La bave d'escargots, élixir de beauté

le
2

par Claude Canellas

CHAMPAGNOLLES, Charente-Maritime (Reuters) - Producteur artisanal de bave d'escargot depuis trois ans, Louis-Marie Guédon est passé à la phase industrielle de production pour satisfaire une demande en pleine croissance de l'industrie des cosmétiques et de la parapharmacie.

Dans sa propriété de Champagnolles, dans le vignoble de Cognac (Charente-Maritime), cet homme de 47 ans est fier de dévoiler la technologie mise au point pour produire de la bave de qualité en grande quantité et sans mortalité, avec un prévisionnel de 15 tonnes en 2014.

"Je produis déjà de la bave depuis trois ans mais de manière manuelle", précise-t-il à propos de ce mucus contenant notamment de l'allantoïne, du collagène et de l'acide glycolique aux vertus multiples pour la peau.

On en trouve dans les crèmes solaires, les antirides, les dentifrices, le rouge à lèvres ou encore les shampoings.

Deux conteneurs frigorifiques maritimes ont pris place dans son exploitation, qui abrite une machine, la première au monde, inventée avec un ingénieur indépendant, et qui devrait révolutionner un secteur encore très artisanal.

Louis-Marie Guédon est réticent à expliquer la technologie utilisée, gardant précieusement son secret de fabrication.

Tout au plus accepte-t-il de dire qu'une fois les escargots passés dans la machine, la bave est récupérée et filtrée deux fois, garantissant la pureté du produit avant de recevoir un traitement aux UV et d'être conditionnée pour l'expédition.

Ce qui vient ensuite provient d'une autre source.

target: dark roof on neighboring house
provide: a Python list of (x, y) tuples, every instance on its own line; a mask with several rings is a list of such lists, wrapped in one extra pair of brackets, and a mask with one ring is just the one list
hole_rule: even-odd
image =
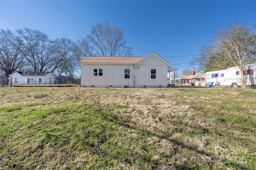
[(32, 71), (22, 72), (17, 71), (17, 72), (18, 72), (23, 76), (45, 76), (50, 72), (32, 72)]

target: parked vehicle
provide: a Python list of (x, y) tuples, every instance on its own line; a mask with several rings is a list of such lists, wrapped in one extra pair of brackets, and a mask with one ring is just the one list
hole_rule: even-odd
[(213, 86), (218, 85), (237, 88), (242, 85), (241, 77), (244, 75), (247, 78), (247, 85), (256, 85), (256, 64), (248, 64), (244, 67), (242, 74), (237, 66), (207, 72), (205, 74), (204, 79), (206, 86), (209, 86), (211, 82), (213, 82)]

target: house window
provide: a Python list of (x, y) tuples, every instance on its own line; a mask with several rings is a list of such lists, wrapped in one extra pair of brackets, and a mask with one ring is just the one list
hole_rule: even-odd
[(103, 71), (102, 68), (94, 68), (93, 69), (94, 76), (102, 76)]
[(124, 78), (130, 78), (130, 68), (126, 68), (124, 69)]
[(253, 70), (244, 70), (244, 75), (253, 75)]
[(212, 78), (214, 78), (214, 77), (218, 77), (218, 73), (216, 73), (216, 74), (212, 74)]
[(156, 69), (150, 69), (150, 78), (152, 79), (156, 79)]

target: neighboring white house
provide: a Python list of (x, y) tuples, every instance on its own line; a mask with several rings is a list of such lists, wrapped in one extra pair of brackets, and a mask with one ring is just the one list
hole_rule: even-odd
[(15, 71), (9, 75), (9, 84), (42, 84), (54, 83), (55, 76), (50, 72)]
[(79, 63), (85, 87), (167, 87), (167, 73), (177, 70), (155, 53), (147, 57), (85, 57)]

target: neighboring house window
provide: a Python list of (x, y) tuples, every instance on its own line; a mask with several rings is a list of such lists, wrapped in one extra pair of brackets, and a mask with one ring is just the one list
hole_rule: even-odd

"C'est un investissement de 100.000 euros prévu à l'origine, financé à 50% par des subventions à hauteur de 50.000 euros d'Oseo (un fonds public français destiné aux PME) et du Feder (Fonds européen de développement régional). Nous sommes aujourd'hui à 130.000 euros", indique le producteur.

Devenu le spécialiste de l'élevage de "petits gris" et de "gros gris" avec des techniques qu'il a élaborées au fil des années, Louis-Marie Guédon s'est désormais tourné vers la production de "mucus" d'escargot.

CLIENT PRESTIGIEUX

Des recherches ont permis d'avancer en terme de technologie d'extraction et de conservation du mucus mais son projet de création d'une ligne de cosmétiques a été abandonné au profit de Jeanne M., une jeune marque qui s'est lancée à La Rochelle.

Jouant la carte locale, il a d'abord signé avec Léa Nature, les laboratoires Cosmalia et son fichier clients contient désormais un fournisseur parisien de pré-mélanges en cosmétique pour les plus grands groupes mondiaux.

"Nous avons déjà trois tonnes de mucus en commande de la part de ce client", précise l'éleveur.

Car désormais ce sont les gros faiseurs qui se sont rapprochés de "France Mucus Escargots", à commencer par une filiale d'une des plus grandes marques mondiales de cosmétiques dont Louis-Marie Guédon refuse de donner le nom.

Equipé pour produire jusqu'à 20 tonnes de mucus par an, il voit l'avenir de son entreprise avec confiance, comme l'aboutissement d'efforts consentis pour développer et créer de nouvelles techniques d'élevage des escargots puis celles permettant l'exploitation du mucus.

Dans son village natal, ce fils d'exploitant agricole s'est lancé il y a 25 ans dans les "cagouilles", nom local des escargots. Des petits élevages existaient, mais tout restait à faire pour trouver les techniques permettant de produire des gastéropodes en grande quantité pour le secteur alimentaire.

Aujourd'hui, grâce à une écloserie où 650.000 escargots se reproduisent chaque année, il est devenu fournisseur de 25 millions de naissains par an pour les autres éleveurs, bien au-delà des frontières françaises.

Il en garde 7 millions pour son propre élevage qui s'étend sur 2,5 hectares de parcs enherbés permettant des conditions optimales de croissance des animaux, dont environ 45 tonnes sont récoltés chaque année.

Edité par Yves Clarisse

Vous devez être membre pour ajouter des commentaires.
Devenez membre, ou connectez-vous.
  • LeRaleur le vendredi 19 juil 2013 à 13:47

    Se faire courir des escargots sur le corps. Et en plus c'est érotique à certains endroits.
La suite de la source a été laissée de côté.